Among a number of activists, Ismayilova was invited to speak about the role of governance in combating corruption at the UNHRC 37th session.
“Excellencies, how and why have those people who are willing to steal their people's opportunities to benefit themselves been able to reach high positions both in national and international levels?” she asked.
“Also in this very platform, which could be very instrumental in fighting plutocrats and kleptocrats,” she said.
The former Radio Free Europe/Radio Liberty program host and senior investigator with the Organized Crime and Corruption Reporting Project has revealed high level corruption in her country, including opaque activities and contracts linked to the Azerbaijani president’s family members.

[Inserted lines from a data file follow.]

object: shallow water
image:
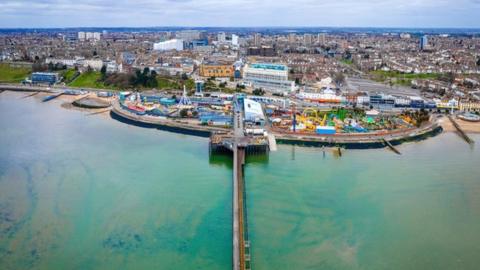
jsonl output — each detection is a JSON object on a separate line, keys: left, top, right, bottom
{"left": 1, "top": 91, "right": 479, "bottom": 270}
{"left": 0, "top": 92, "right": 232, "bottom": 270}
{"left": 246, "top": 131, "right": 480, "bottom": 270}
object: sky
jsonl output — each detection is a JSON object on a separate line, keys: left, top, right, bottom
{"left": 0, "top": 0, "right": 479, "bottom": 28}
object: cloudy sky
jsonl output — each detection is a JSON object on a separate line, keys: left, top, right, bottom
{"left": 0, "top": 0, "right": 479, "bottom": 28}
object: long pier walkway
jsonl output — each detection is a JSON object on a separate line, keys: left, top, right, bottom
{"left": 232, "top": 97, "right": 251, "bottom": 270}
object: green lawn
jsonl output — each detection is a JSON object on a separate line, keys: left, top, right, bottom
{"left": 61, "top": 69, "right": 77, "bottom": 82}
{"left": 157, "top": 77, "right": 180, "bottom": 89}
{"left": 371, "top": 70, "right": 441, "bottom": 80}
{"left": 340, "top": 59, "right": 353, "bottom": 65}
{"left": 68, "top": 71, "right": 114, "bottom": 89}
{"left": 0, "top": 63, "right": 31, "bottom": 83}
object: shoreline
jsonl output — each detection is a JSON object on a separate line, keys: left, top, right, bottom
{"left": 110, "top": 99, "right": 445, "bottom": 149}
{"left": 3, "top": 88, "right": 479, "bottom": 148}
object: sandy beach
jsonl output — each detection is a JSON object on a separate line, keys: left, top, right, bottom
{"left": 438, "top": 116, "right": 480, "bottom": 134}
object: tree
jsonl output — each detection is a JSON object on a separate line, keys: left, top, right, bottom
{"left": 181, "top": 73, "right": 188, "bottom": 80}
{"left": 253, "top": 88, "right": 265, "bottom": 96}
{"left": 100, "top": 65, "right": 107, "bottom": 80}
{"left": 334, "top": 72, "right": 345, "bottom": 85}
{"left": 179, "top": 109, "right": 189, "bottom": 118}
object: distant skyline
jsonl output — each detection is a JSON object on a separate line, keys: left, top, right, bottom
{"left": 1, "top": 0, "right": 480, "bottom": 29}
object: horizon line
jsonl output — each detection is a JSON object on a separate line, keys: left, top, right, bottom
{"left": 1, "top": 25, "right": 480, "bottom": 30}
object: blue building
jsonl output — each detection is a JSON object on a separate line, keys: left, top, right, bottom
{"left": 31, "top": 72, "right": 58, "bottom": 85}
{"left": 420, "top": 35, "right": 428, "bottom": 50}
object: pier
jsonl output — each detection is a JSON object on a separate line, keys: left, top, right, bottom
{"left": 448, "top": 115, "right": 475, "bottom": 145}
{"left": 231, "top": 97, "right": 252, "bottom": 270}
{"left": 210, "top": 97, "right": 262, "bottom": 270}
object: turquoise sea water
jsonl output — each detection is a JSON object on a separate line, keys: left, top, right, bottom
{"left": 1, "top": 91, "right": 480, "bottom": 270}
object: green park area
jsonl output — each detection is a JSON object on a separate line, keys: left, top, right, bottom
{"left": 68, "top": 71, "right": 114, "bottom": 89}
{"left": 61, "top": 69, "right": 78, "bottom": 82}
{"left": 370, "top": 70, "right": 442, "bottom": 86}
{"left": 0, "top": 63, "right": 31, "bottom": 83}
{"left": 67, "top": 70, "right": 195, "bottom": 91}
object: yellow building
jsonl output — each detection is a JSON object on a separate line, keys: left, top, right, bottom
{"left": 459, "top": 102, "right": 480, "bottom": 112}
{"left": 199, "top": 62, "right": 234, "bottom": 78}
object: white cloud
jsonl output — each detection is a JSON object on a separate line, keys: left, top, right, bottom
{"left": 0, "top": 0, "right": 479, "bottom": 28}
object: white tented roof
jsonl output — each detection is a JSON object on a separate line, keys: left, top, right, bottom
{"left": 244, "top": 99, "right": 265, "bottom": 121}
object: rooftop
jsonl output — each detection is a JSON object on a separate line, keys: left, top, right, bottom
{"left": 250, "top": 63, "right": 287, "bottom": 71}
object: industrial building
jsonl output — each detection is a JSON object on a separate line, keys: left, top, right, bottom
{"left": 199, "top": 62, "right": 234, "bottom": 78}
{"left": 153, "top": 39, "right": 184, "bottom": 51}
{"left": 243, "top": 63, "right": 295, "bottom": 94}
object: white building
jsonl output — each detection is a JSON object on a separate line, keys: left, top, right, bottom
{"left": 78, "top": 32, "right": 86, "bottom": 41}
{"left": 78, "top": 59, "right": 104, "bottom": 71}
{"left": 93, "top": 32, "right": 101, "bottom": 41}
{"left": 105, "top": 61, "right": 118, "bottom": 73}
{"left": 232, "top": 34, "right": 239, "bottom": 46}
{"left": 243, "top": 63, "right": 295, "bottom": 94}
{"left": 297, "top": 88, "right": 344, "bottom": 103}
{"left": 86, "top": 32, "right": 94, "bottom": 40}
{"left": 153, "top": 39, "right": 184, "bottom": 51}
{"left": 79, "top": 32, "right": 101, "bottom": 41}
{"left": 217, "top": 32, "right": 226, "bottom": 43}
{"left": 45, "top": 58, "right": 77, "bottom": 67}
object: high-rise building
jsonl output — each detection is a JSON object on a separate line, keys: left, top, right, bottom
{"left": 420, "top": 35, "right": 428, "bottom": 50}
{"left": 93, "top": 32, "right": 101, "bottom": 41}
{"left": 254, "top": 33, "right": 261, "bottom": 46}
{"left": 78, "top": 32, "right": 86, "bottom": 41}
{"left": 231, "top": 34, "right": 239, "bottom": 46}
{"left": 304, "top": 34, "right": 313, "bottom": 45}
{"left": 218, "top": 32, "right": 226, "bottom": 43}
{"left": 176, "top": 30, "right": 202, "bottom": 42}
{"left": 288, "top": 33, "right": 296, "bottom": 43}
{"left": 317, "top": 33, "right": 326, "bottom": 44}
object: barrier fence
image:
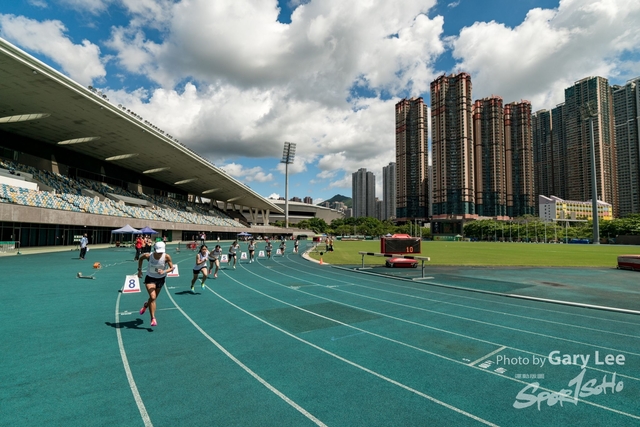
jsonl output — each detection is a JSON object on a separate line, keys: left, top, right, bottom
{"left": 0, "top": 241, "right": 18, "bottom": 254}
{"left": 358, "top": 251, "right": 430, "bottom": 278}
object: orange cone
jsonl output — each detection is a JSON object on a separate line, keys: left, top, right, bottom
{"left": 320, "top": 257, "right": 323, "bottom": 265}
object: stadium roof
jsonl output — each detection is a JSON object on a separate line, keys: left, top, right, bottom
{"left": 0, "top": 38, "right": 282, "bottom": 214}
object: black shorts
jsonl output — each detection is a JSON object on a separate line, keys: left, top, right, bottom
{"left": 144, "top": 275, "right": 166, "bottom": 289}
{"left": 229, "top": 253, "right": 236, "bottom": 258}
{"left": 193, "top": 268, "right": 207, "bottom": 275}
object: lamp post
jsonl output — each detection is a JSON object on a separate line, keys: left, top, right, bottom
{"left": 581, "top": 100, "right": 600, "bottom": 244}
{"left": 281, "top": 142, "right": 297, "bottom": 229}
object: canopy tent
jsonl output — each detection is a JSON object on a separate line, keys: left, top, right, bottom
{"left": 110, "top": 224, "right": 140, "bottom": 245}
{"left": 139, "top": 226, "right": 158, "bottom": 234}
{"left": 111, "top": 224, "right": 140, "bottom": 234}
{"left": 237, "top": 232, "right": 252, "bottom": 236}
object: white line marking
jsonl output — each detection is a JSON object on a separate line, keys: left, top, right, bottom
{"left": 280, "top": 257, "right": 640, "bottom": 338}
{"left": 208, "top": 280, "right": 499, "bottom": 427}
{"left": 298, "top": 258, "right": 640, "bottom": 327}
{"left": 264, "top": 261, "right": 640, "bottom": 381}
{"left": 115, "top": 291, "right": 153, "bottom": 427}
{"left": 223, "top": 268, "right": 640, "bottom": 421}
{"left": 163, "top": 290, "right": 327, "bottom": 427}
{"left": 469, "top": 346, "right": 506, "bottom": 366}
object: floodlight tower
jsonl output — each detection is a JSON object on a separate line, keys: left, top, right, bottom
{"left": 281, "top": 142, "right": 297, "bottom": 229}
{"left": 581, "top": 100, "right": 600, "bottom": 245}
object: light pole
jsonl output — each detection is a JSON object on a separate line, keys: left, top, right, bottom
{"left": 581, "top": 100, "right": 600, "bottom": 244}
{"left": 281, "top": 142, "right": 297, "bottom": 229}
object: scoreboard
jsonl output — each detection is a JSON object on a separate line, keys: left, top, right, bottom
{"left": 381, "top": 237, "right": 421, "bottom": 254}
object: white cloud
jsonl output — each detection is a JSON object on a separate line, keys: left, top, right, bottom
{"left": 0, "top": 15, "right": 105, "bottom": 85}
{"left": 58, "top": 0, "right": 113, "bottom": 14}
{"left": 105, "top": 0, "right": 442, "bottom": 97}
{"left": 268, "top": 193, "right": 281, "bottom": 199}
{"left": 28, "top": 0, "right": 48, "bottom": 8}
{"left": 88, "top": 0, "right": 447, "bottom": 200}
{"left": 450, "top": 0, "right": 640, "bottom": 110}
{"left": 219, "top": 162, "right": 274, "bottom": 183}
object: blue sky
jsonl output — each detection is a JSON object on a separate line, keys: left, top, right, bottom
{"left": 1, "top": 0, "right": 638, "bottom": 204}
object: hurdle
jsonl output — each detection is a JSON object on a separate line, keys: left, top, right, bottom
{"left": 358, "top": 251, "right": 431, "bottom": 278}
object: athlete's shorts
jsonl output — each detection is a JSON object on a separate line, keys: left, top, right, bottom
{"left": 228, "top": 253, "right": 236, "bottom": 258}
{"left": 193, "top": 267, "right": 207, "bottom": 275}
{"left": 144, "top": 275, "right": 166, "bottom": 289}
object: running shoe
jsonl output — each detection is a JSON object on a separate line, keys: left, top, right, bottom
{"left": 190, "top": 284, "right": 195, "bottom": 291}
{"left": 214, "top": 273, "right": 218, "bottom": 278}
{"left": 201, "top": 280, "right": 205, "bottom": 289}
{"left": 233, "top": 265, "right": 236, "bottom": 269}
{"left": 150, "top": 318, "right": 157, "bottom": 327}
{"left": 139, "top": 302, "right": 148, "bottom": 315}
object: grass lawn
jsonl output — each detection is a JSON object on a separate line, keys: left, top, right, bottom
{"left": 307, "top": 240, "right": 640, "bottom": 267}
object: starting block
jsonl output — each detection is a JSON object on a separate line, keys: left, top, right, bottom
{"left": 77, "top": 272, "right": 95, "bottom": 280}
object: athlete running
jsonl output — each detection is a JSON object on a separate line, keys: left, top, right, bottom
{"left": 138, "top": 241, "right": 175, "bottom": 327}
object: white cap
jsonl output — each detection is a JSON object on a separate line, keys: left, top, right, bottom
{"left": 154, "top": 241, "right": 166, "bottom": 253}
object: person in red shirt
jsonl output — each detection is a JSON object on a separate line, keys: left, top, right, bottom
{"left": 134, "top": 235, "right": 143, "bottom": 260}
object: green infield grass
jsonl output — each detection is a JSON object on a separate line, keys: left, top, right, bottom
{"left": 308, "top": 240, "right": 639, "bottom": 267}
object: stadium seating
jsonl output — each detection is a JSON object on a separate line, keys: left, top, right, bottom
{"left": 0, "top": 160, "right": 244, "bottom": 227}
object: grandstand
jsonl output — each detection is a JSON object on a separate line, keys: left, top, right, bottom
{"left": 241, "top": 199, "right": 344, "bottom": 225}
{"left": 0, "top": 37, "right": 287, "bottom": 248}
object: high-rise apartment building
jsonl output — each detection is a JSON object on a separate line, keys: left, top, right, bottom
{"left": 431, "top": 73, "right": 475, "bottom": 217}
{"left": 505, "top": 101, "right": 535, "bottom": 217}
{"left": 473, "top": 96, "right": 506, "bottom": 217}
{"left": 352, "top": 168, "right": 375, "bottom": 218}
{"left": 395, "top": 98, "right": 428, "bottom": 221}
{"left": 612, "top": 78, "right": 640, "bottom": 217}
{"left": 382, "top": 162, "right": 396, "bottom": 220}
{"left": 550, "top": 103, "right": 568, "bottom": 199}
{"left": 532, "top": 109, "right": 553, "bottom": 211}
{"left": 564, "top": 76, "right": 618, "bottom": 216}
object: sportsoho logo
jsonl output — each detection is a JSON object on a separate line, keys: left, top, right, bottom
{"left": 511, "top": 351, "right": 625, "bottom": 410}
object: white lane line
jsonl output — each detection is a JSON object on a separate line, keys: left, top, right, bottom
{"left": 163, "top": 289, "right": 327, "bottom": 427}
{"left": 221, "top": 268, "right": 640, "bottom": 421}
{"left": 469, "top": 346, "right": 507, "bottom": 367}
{"left": 258, "top": 261, "right": 640, "bottom": 382}
{"left": 286, "top": 255, "right": 640, "bottom": 327}
{"left": 115, "top": 291, "right": 153, "bottom": 427}
{"left": 276, "top": 257, "right": 640, "bottom": 339}
{"left": 207, "top": 280, "right": 499, "bottom": 427}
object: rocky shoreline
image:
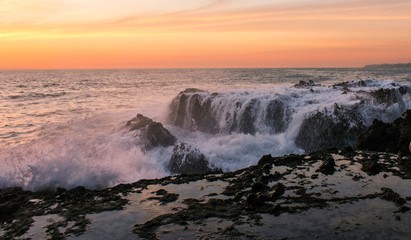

She was arrested and sentenced to 7.5 years in prison in 2015 in Azerbaijan for her reporting. In May 2016, two days before her 40th birthday, she was set free but is prevented from traveling.
Ismayilova received several international awards for her work, including the 2017 Right Livelihood Award - also referred to as the “Alternative Nobel Prize” - which honors daring endeavors in human rights, public health and good governance.
“The UN fights with poverty, and avoids to fight one of the reasons – corrupt politicians who deprive their people of economic opportunities by family monopolies, bribes and abuses of power,“ Ismayilova told the Council.
The UNHRC’s 37th session has on its agenda the Rohingya refugee crisis and Myanmar’s response, the Syrian Civil War, and gender inequality, among other pressing issues.
Ismayilova’s address implored the Council to investigate the facts discovered by reporters on corrupt leaders, their networks, and how they generate capital in order to prevent these same people from retaining their positions in governments across the world, robbing their constituents of millions of dollars and right to fair governance.
“Corrupt leaders help each other to get richer and silence critics, they open their countries to dirty money of each other and help each other accommodate the voting procedures in international organisations,” she said.
They then can be heard hypocritically speaking from the highest platforms of the world about problems, which they themselves benefit from, she added.
“The solution is more transparency and it is your responsibility to make the world more transparent,” she said.